I try to run a PGGAN using 1 GPU but I can see that Pytorch is not using GPU and the usage of the CPU is very high whereas Tensorflow has no problem to use my GPU.

I am using Cuda 10 and Pytorch 10 so I don’t think there is a version compatibility issue.

When I do “torch.cuda.is_available()” it tells me “True” and I can see that Pytorch is able to find my GPU.

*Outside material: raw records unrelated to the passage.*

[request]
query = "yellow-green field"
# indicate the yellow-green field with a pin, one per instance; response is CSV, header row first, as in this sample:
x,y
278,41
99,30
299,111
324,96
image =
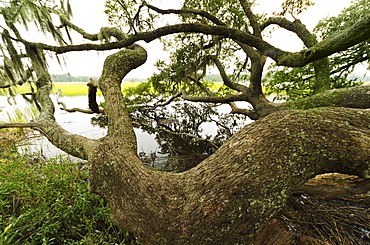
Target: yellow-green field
x,y
80,88
69,88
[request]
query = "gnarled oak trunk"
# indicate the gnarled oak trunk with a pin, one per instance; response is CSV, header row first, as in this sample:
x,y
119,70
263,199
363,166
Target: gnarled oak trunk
x,y
231,195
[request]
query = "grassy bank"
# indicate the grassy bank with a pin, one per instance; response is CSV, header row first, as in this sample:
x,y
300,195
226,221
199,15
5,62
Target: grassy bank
x,y
68,88
48,202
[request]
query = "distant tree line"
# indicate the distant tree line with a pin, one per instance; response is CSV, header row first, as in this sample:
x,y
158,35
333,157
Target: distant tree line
x,y
69,78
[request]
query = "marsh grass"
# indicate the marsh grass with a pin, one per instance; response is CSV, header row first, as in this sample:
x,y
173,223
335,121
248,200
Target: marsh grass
x,y
21,115
68,88
80,88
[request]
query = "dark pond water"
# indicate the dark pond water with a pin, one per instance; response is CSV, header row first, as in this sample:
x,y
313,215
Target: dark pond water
x,y
79,123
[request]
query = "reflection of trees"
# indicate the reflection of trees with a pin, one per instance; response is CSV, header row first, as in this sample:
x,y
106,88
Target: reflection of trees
x,y
180,133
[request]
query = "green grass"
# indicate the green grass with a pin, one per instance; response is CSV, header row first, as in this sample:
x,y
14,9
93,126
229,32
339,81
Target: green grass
x,y
68,88
48,202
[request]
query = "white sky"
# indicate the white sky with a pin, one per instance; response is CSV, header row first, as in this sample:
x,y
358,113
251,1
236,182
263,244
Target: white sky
x,y
89,15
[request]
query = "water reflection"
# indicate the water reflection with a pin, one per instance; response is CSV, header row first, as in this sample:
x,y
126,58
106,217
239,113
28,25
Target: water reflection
x,y
75,123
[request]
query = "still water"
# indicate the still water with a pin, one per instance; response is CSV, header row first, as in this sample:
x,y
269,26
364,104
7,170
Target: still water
x,y
75,123
79,123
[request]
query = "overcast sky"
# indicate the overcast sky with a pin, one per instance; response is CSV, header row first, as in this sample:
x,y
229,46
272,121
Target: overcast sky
x,y
89,15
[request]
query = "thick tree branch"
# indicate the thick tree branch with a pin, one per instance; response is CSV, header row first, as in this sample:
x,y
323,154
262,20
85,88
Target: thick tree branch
x,y
116,67
226,79
225,99
252,18
202,13
347,38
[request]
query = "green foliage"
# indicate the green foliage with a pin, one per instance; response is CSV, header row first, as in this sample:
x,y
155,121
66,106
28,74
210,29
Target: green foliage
x,y
20,60
49,203
289,83
295,7
343,62
129,15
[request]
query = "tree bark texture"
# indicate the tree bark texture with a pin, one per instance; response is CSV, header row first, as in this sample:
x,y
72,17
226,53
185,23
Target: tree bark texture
x,y
230,196
234,193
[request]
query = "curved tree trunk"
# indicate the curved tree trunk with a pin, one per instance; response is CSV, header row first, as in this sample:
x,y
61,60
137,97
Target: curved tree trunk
x,y
234,193
230,196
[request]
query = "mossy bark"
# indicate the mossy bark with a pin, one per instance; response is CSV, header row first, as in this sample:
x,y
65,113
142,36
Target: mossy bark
x,y
232,195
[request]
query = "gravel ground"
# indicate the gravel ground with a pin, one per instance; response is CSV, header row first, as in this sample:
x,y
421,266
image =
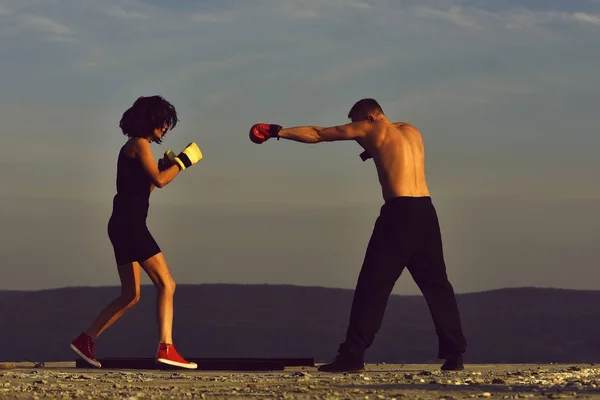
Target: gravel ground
x,y
381,381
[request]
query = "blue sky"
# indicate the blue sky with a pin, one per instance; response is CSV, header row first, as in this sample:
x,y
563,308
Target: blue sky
x,y
505,93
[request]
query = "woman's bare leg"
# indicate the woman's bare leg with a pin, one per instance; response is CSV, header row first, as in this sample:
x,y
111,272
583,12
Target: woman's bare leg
x,y
158,271
130,295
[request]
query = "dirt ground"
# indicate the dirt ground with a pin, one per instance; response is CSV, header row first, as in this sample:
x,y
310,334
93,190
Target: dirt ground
x,y
381,381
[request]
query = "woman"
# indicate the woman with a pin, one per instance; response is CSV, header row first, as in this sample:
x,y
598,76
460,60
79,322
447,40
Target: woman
x,y
147,121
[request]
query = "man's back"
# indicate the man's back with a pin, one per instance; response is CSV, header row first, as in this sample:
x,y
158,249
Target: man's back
x,y
398,153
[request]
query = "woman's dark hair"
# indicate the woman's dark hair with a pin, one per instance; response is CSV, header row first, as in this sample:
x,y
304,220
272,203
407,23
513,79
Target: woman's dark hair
x,y
147,114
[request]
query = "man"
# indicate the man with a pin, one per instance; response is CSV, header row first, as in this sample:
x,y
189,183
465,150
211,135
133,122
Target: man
x,y
406,233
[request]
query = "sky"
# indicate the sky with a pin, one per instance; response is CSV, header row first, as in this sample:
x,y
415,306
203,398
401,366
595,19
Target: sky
x,y
506,94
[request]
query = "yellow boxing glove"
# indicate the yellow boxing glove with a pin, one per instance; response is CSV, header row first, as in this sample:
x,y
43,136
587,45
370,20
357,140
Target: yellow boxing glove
x,y
188,157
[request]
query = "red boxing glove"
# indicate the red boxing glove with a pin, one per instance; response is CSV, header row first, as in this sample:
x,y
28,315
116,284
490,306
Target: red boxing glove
x,y
260,133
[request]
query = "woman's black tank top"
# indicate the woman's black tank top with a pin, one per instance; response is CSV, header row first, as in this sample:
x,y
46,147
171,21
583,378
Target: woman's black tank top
x,y
133,189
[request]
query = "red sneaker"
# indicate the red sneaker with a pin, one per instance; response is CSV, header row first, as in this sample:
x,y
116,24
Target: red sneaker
x,y
84,346
167,354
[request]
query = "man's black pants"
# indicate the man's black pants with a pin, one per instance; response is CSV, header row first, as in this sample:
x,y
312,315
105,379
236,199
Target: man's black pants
x,y
406,234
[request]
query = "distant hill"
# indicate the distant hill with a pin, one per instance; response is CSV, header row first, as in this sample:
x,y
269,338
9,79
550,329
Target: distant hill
x,y
218,320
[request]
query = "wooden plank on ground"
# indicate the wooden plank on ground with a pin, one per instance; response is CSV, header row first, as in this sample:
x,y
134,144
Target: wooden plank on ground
x,y
212,364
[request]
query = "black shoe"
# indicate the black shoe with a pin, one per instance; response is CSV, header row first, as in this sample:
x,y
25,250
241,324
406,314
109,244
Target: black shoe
x,y
453,363
343,363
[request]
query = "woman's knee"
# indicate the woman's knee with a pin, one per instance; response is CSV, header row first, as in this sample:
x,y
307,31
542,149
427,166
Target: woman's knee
x,y
130,299
170,285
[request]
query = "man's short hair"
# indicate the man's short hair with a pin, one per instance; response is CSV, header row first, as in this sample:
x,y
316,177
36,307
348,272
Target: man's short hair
x,y
364,107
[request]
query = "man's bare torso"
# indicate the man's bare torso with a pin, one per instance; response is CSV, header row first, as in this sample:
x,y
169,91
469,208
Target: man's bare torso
x,y
398,153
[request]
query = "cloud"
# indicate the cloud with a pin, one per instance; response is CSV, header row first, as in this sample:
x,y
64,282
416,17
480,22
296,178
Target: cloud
x,y
45,25
456,15
119,12
476,18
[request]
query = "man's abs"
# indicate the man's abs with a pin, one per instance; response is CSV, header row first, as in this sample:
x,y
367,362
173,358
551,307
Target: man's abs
x,y
399,158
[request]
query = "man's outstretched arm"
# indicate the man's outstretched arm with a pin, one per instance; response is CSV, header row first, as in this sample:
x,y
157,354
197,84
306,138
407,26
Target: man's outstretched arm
x,y
259,133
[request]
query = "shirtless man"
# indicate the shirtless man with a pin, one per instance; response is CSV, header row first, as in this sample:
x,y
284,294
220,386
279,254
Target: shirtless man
x,y
406,233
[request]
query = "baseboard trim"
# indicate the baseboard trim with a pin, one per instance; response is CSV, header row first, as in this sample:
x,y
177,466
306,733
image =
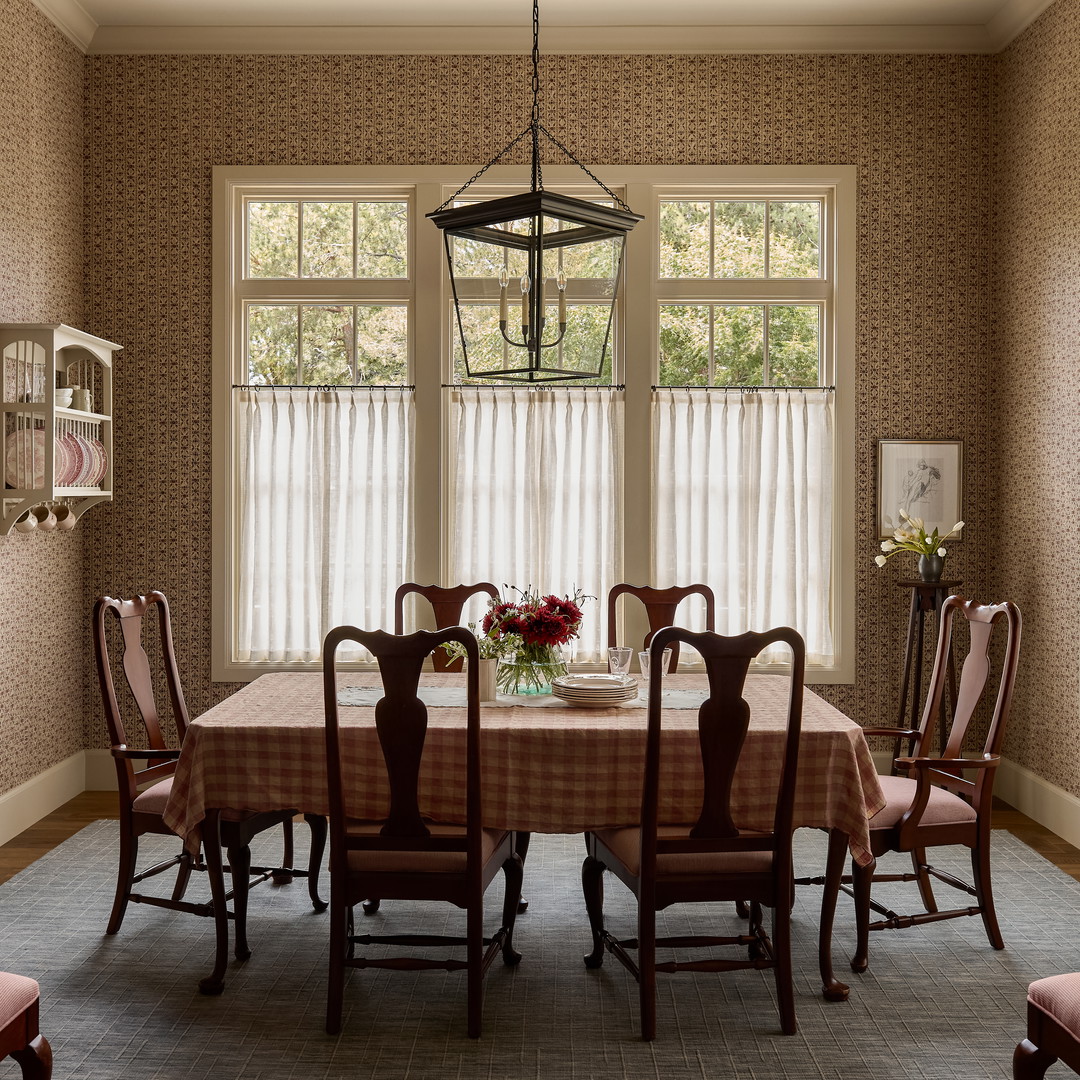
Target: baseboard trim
x,y
1044,802
26,805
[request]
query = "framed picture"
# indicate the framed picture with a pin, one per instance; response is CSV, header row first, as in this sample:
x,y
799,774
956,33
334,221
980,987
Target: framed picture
x,y
922,478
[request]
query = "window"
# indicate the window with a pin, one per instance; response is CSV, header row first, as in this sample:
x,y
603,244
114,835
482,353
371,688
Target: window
x,y
351,457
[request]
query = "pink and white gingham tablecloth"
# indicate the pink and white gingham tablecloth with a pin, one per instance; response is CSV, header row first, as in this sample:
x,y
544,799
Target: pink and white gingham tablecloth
x,y
545,770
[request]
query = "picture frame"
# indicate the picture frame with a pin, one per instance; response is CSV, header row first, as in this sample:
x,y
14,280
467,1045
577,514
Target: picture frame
x,y
925,477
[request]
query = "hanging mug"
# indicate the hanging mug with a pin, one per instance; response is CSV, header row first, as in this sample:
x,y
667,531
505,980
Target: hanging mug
x,y
45,518
65,517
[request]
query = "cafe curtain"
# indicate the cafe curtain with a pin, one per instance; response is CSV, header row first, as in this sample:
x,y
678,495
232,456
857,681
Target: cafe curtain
x,y
743,491
535,494
325,520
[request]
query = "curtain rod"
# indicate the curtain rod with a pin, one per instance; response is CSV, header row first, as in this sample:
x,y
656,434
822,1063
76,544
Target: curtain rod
x,y
321,388
747,390
528,386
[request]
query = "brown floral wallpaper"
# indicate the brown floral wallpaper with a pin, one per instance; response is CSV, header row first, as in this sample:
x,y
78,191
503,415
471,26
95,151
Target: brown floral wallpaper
x,y
44,663
920,129
1035,502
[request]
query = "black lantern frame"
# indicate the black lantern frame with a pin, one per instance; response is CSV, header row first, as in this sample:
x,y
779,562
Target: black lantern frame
x,y
532,224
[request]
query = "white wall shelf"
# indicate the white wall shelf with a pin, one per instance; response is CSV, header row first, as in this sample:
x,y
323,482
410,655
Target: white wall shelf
x,y
55,457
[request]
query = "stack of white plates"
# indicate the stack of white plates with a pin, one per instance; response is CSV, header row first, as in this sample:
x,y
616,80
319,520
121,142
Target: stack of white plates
x,y
594,691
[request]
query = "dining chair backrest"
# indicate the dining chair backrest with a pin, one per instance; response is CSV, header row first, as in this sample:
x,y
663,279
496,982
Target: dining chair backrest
x,y
660,606
401,721
446,602
977,675
137,667
723,721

Therefore, I am wondering is there is an issue with the code ? Here are the two parts where the problem might be but I am not able to find it :

In the general settings, I put 1 to say 1 GPU even if the ID of my GPU is 0 :
parser.add_argument('--n_gpu', type=int, default=1) # for Multi-GPU training.

And also here :

class trainer:
    def __init__(self, config):
        self.config = config
        if torch.cuda.is_available():
            self.use_cuda = True
            torch.set_default_tensor_type('torch.cuda.FloatTensor')
        else:
            self.use_cuda = False
            torch.set_default_tensor_type('torch.FloatTensor')
        
        self.nz = config.nz
        self.optimizer = config.optimizer

        self.resl = 2           # we start from 2^2 = 4
        self.lr = config.lr
        self.eps_drift = config.eps_drift
        self.smoothing = config.smoothing
        self.max_resl = config.max_resl
        self.trns_tick = config.trns_tick
        self.stab_tick = config.stab_tick
        self.TICK = config.TICK
        self.globalIter = 0
        self.globalTick = 0
        self.kimgs = 0
        self.stack = 0
        self.epoch = 0
        self.fadein = {'gen':None, 'dis':None}
        self.complete = {'gen':0, 'dis':0}
        self.phase = 'init'
        self.flag_flush_gen = False
        self.flag_flush_dis = False
        self.flag_add_noise = self.config.flag_add_noise
        self.flag_add_drift = self.config.flag_add_drift
        
        # network and cirterion
        self.G = net.Generator(config)
        self.D = net.Discriminator(config)
        print ('Generator structure: ')
        print(self.G.model)
        print ('Discriminator structure: ')
        print(self.D.model)
        self.mse = torch.nn.MSELoss()
        if self.use_cuda:
            self.mse = self.mse.cuda()
            torch.cuda.manual_seed(config.random_seed)
            if config.n_gpu==1:
                self.G = torch.nn.DataParallel(self.G).cuda(device=0)
                self.D = torch.nn.DataParallel(self.D).cuda(device=0)
            else:
                gpus = []
                for i  in range(config.n_gpu):
                    gpus.append(i)
                self.G = torch.nn.DataParallel(self.G, device_ids=gpus).cuda()
                self.D = torch.nn.DataParallel(self.D, device_ids=gpus).cuda()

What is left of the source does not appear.